Bundestagswahl 2021

In ein paar Tagen ist es soweit – wir dürfen unsere Kreuzchen machen.Nur um letzte Missverständnisse auszuräumen.

Bei der Bundestagswahl werden wir keinen Volksvertreter wählen. Das ist nicht Sinn und Zweck dieser Veranstaltung. Zum einen können wir keine Personen, sondern nur politische Gruppierungen wählen – auch wenn das im so genannten Wahlkampf immer danach ausschaut. Und zum anderen gibt es in der politischen Landschaft keine Volksvertreter – also Mitglieder der politischen Vereine, die sich für Belange der breiten deutschen Bevölkerung vollumfänglich einsetzen. Politiker setzen sich in erster Linie für ihre eigenen Interessen und die Ziele ihres Seilschaft ein, wobei politische Macht und wirtschaftliche Verknüpfungen mit finaziellen Aspekten im Mittelpunkt stehen. Ein möglichst hohes politisches Amt, von der Öffentlichkeit abgeschirmt, dient dabei als Plattform mit entsprechenden Möglichkeiten.

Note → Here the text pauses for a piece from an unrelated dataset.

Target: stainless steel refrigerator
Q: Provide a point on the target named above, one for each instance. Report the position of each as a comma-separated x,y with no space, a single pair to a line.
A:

Die so genannte Wählerstimme hört ein Politiker in aller Regel am libsten gar nicht. Mit der Wählerstimme sind auch lediglich die Kreuzchen auf den Wahlscheinen gemeint. Diese benötigen die politischen Vereine und in weiterer Folge das von den Vereinen auserkorene Mitglied zwingend zur Machtergreifung und Herrschaft über Deutschland und sein Volk. Und auch nur darum geht es – um die Legitimierung der Machtausübung. Des Wählers Stimme möchten Politiker im eigentlichen Wortsinn nur dann hören, wenn sie mit ihren eigenen Zielen deckungsgleich ist. Nach erfolgter Kreuzchenabgabe ist der Spuk wieder vorbei und jeder geht wieder seiner, für ihn vorgesehenen Wege. Dieses Possenspiel verläuft bekanntermaßen bei jeder Wahl nach dem gleichen Strickmuster: Während der Legislaturperiode – also in den Jahren der Herrschaft spielen die Belange der breiten deutschen Bevölkerung und die positive Entwicklung der Bundesrepublik Deutschland, bei den verfolgten Zielen der Politiker und iherer Vereine lediglich eine untergeordnete Rolle. Deutsche Politiker sind mit ihren Ämtern in erster Linie Erfüllungsgehilfen der Wirtschaft im In- und Ausland. Eine Gremium die Deutschland, ohne Bezug zur Realität von außen fernsteuert ist das Europaparlament in Brüssel. Das macht es den Handlangern in der Zeit vor einer anstehenden Wahl auch so schwer, an die Kreuzchen zu gelangen. Nachdem der Wähler über Jahre belogen, betrogen und mißachten wird – der Arbeitsmarkt, die Sozialkassen und die Infrastruktur permanent heruntergewirschaften werden, müssen Märchenerzähler in Zusammenarbeit mit den öffentlich-rechtlichen Medien dem Wähler einreden, es wird nur in seinem Sinn agiert.
Der Versuch, über 16 Jahre den Sozialismus in Deutschland einzuführen ist zum Glück final gescheitert – hat unserem Deutschland jedoch großen Schaden zugefügt. Das auszugleichen, zu reparieren und Deutschland wieder auf den richtigen Weg zu bringen, bedarf gewaltiger Anstrengungen. Den grundsätzlichen Willen dazu vorausgesetzt, sehe ich am derzeitigen politischen Horizont für die Umsetzung keinen Funken Licht – auf Deutsch: Von den zur Debatte stehenden Galionsfiguren ist nicht einer auch nur ansatzweise zu dieser Aufgabe willens und kompetent genug.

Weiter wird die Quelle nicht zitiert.